Some languages have neither long vowels nor long consonants (French, Spanish, Portuguese), others have long vowels but only short consonants (English, German, Dutch), and there are some languages that have long and short consonants (Japanese, Italian, Swedish, Finnish, Hungarian, Arabic).
The only examples I've found in English are backcountry and backcourt, which have a long /k:/.
Anyway, in very fast speech, when you don't have the time to put a  pause between two words, it happens that English speakers pronounce long consonants (even if you're not aware, since they are not phonemic in English).
Coming back to 一 and 一致, if you say, very very fast, without any pause, "E chart" and "each chart" the consonant "ch" is longer in the second phrase. I'm sure you pronounce them differently, is it right?
For more examples see John Wells:
John Wells's phonetic blog


Isidore Demsky said:


> (And would they sound the same to a western ear?)


They sound different to an Italian, Finnish, Swedish, Hungarian, Turkish ear.


Isidore Demsky said:


> I never have been able to get this site to work on my device


Try this one:
一  OJAD - 検索結果
一致  OJAD - 検索結果


----------



## citrustree

Isidore Demsky said:


> I never have been able to get this site to work on my device, and I can't hear anything.
> 
> Do they sound alike?
> 
> (And would they sound the same to a western ear?)


I don't think a Japanese person would mix up 一 and 一致, though they do sound kind of similar. 

From my experience of hearing native English speakers say Japanese words, I believe that words like 一 and 一致 must sound almost the same to them. As Nino83 says, in Italian this difference is important (I can think of baci and Bacci) and I believe Italian people wouldn't have any problem in distinguishing 一 and 一致 in Japanese.

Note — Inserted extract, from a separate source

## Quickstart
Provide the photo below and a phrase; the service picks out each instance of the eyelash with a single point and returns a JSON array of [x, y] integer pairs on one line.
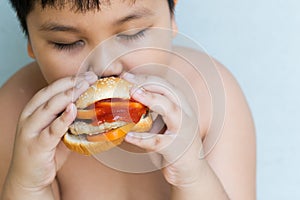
[[68, 47], [71, 46]]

The difference between 一 and 一致 is that there is a one-consonant worth of pause in 一致 ("っ"), whereas there's none in 一. With 一致, you suddenly stop after saying い (i) and pause briefly, in which you can imagine saying the consonant that follows (in this case "ch"), and then say ち (chi). With 一, you say the whole word without such a pause. This difference is very distinct and important in Japanese. 肩 (kata)　and 勝った (katta) have the same difference as 一 and 一致.


----------



## Nino83

citrustree said:


> there is a one-consonant worth of pause in 一致 ("っ"),



In phonetic terms it can be a glottal stop [ʔʨ] or an unreleased consonant [ʨ̚ ʨ]. The difference is that in the second case you put your thong in the right position, as if you wanted to pronounce that consonant but you hold that position for some time before pronouncing the consonant. I think in Japanese (like in Italian) long consonants are more similar to an unreleased consonant followed by a released consonant. Put your thong in the right position, wait a little and then release it.


----------